I thought I was going to get my hands on a 203a for about 850, but the seller had a bad reputation for never shipping the products he sold.
The early Polymoog 203A used a Faratron power supply that had an etch error on the PC board, thus it was vulnerable to malfunction.
Later 203A used a Moog power supply that was a lot better. Look for one with serial 3900 and higher, and you should be safe. I have a late model 203A and gigged with it for four years with zero problems. Now it resides in my studio but has some minor problems. But I do agree that resurrecting a 203A quickly reaches the point of diminishing returns.

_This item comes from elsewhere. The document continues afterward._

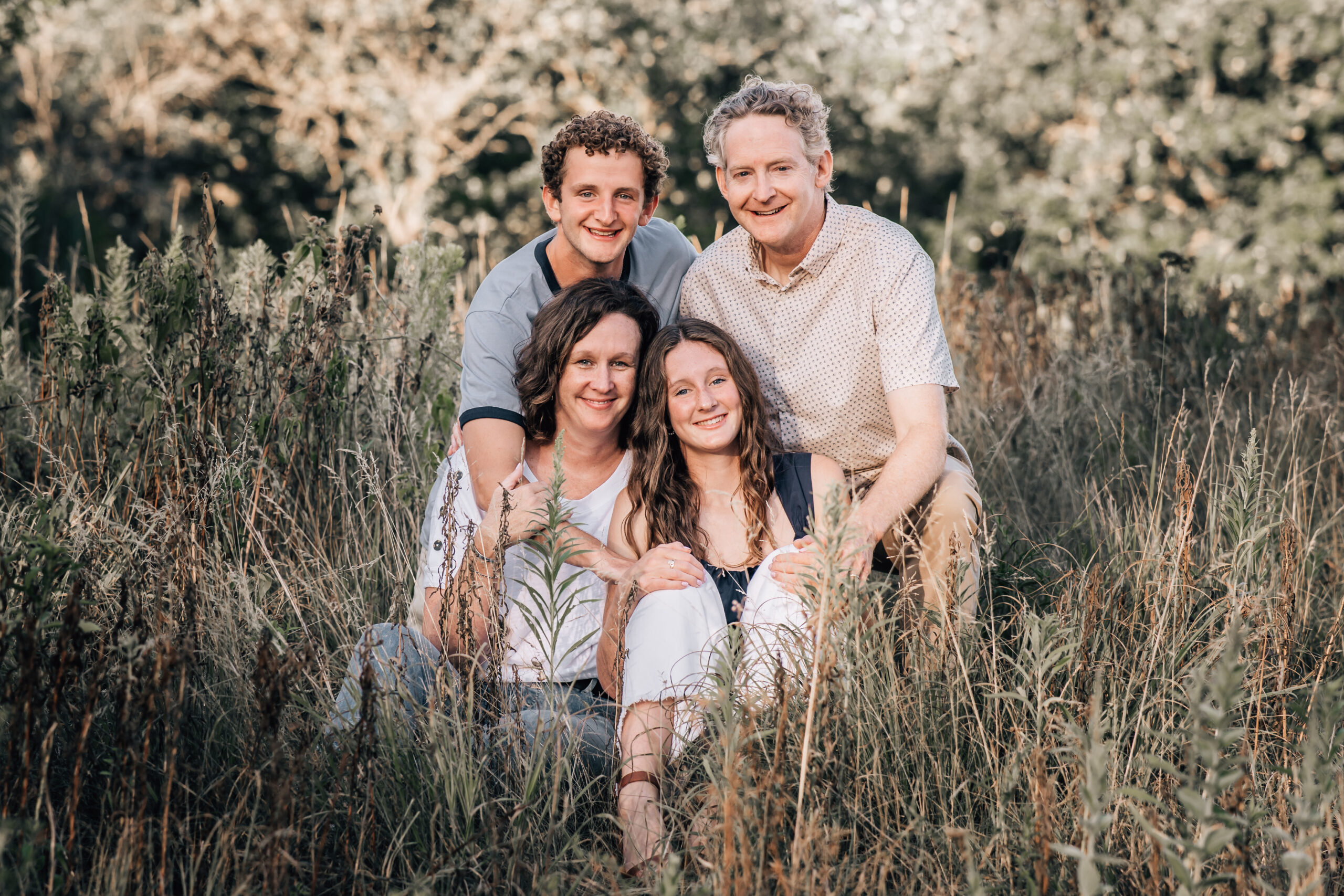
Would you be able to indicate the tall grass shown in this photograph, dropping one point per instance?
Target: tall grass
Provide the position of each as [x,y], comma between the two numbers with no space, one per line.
[214,471]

Not many scavengeable parts other than slidepots, a pair of UA726s, TOS ICs, and 3080s.
Frankly, the Polymoog (synth or keyboard version) is a piece of unreliable engineering crap anyway. It’s the first of Dave Luce’s failures. An organ in disguise. Even Bob Moog himself sort of dismissed it by saying, and I quote him “When Dave Luce’s Polymoog got into production, it needed 300 engineering changes! It was a mass of internal circuits.”. He probably wanted to say “a mess of internal circuits” but kept it polite. (cited from an article written by Bob in the book “Vintage Synthesizers” by Mark Vail)
The only thing going for it is that it has the patented ladder filter and is polyphonic. But we all know what eventually happens to octave dividers over time…they fail.
Over the last week I got my Micro restored and modified. I got to see and play several of the original Moog lineup (MIni, Multi, Prodigy, both versions of the poly) and others (arp odyssey, solina, prophet 5 the list goes on and on) and I was very impressed with the sound and feel of the Polymoog. This wasn’t 100% yet but I have read so much about how crappy they are and how awful they sound but I think they sound great and I wouldn’t mind owning one even with the caveats.
Like blonds, Steinways and Gibsons, not all Polymoogs are the same.
and I wouldn’t mind owning one even with the caveats.
You don’t know all the caveats.
Not trying to be hostile, but making a judgment that all of a certain thing is ok because you’ve tried one isn’t the best way to judge them all.
The people that have expressed their negativity towards the PM were likely being honest.
While it’s subjective as to what “awful” sounds like, the PM’s lack of reliability is well-known.
The PM you just played was at a service tech’s, no?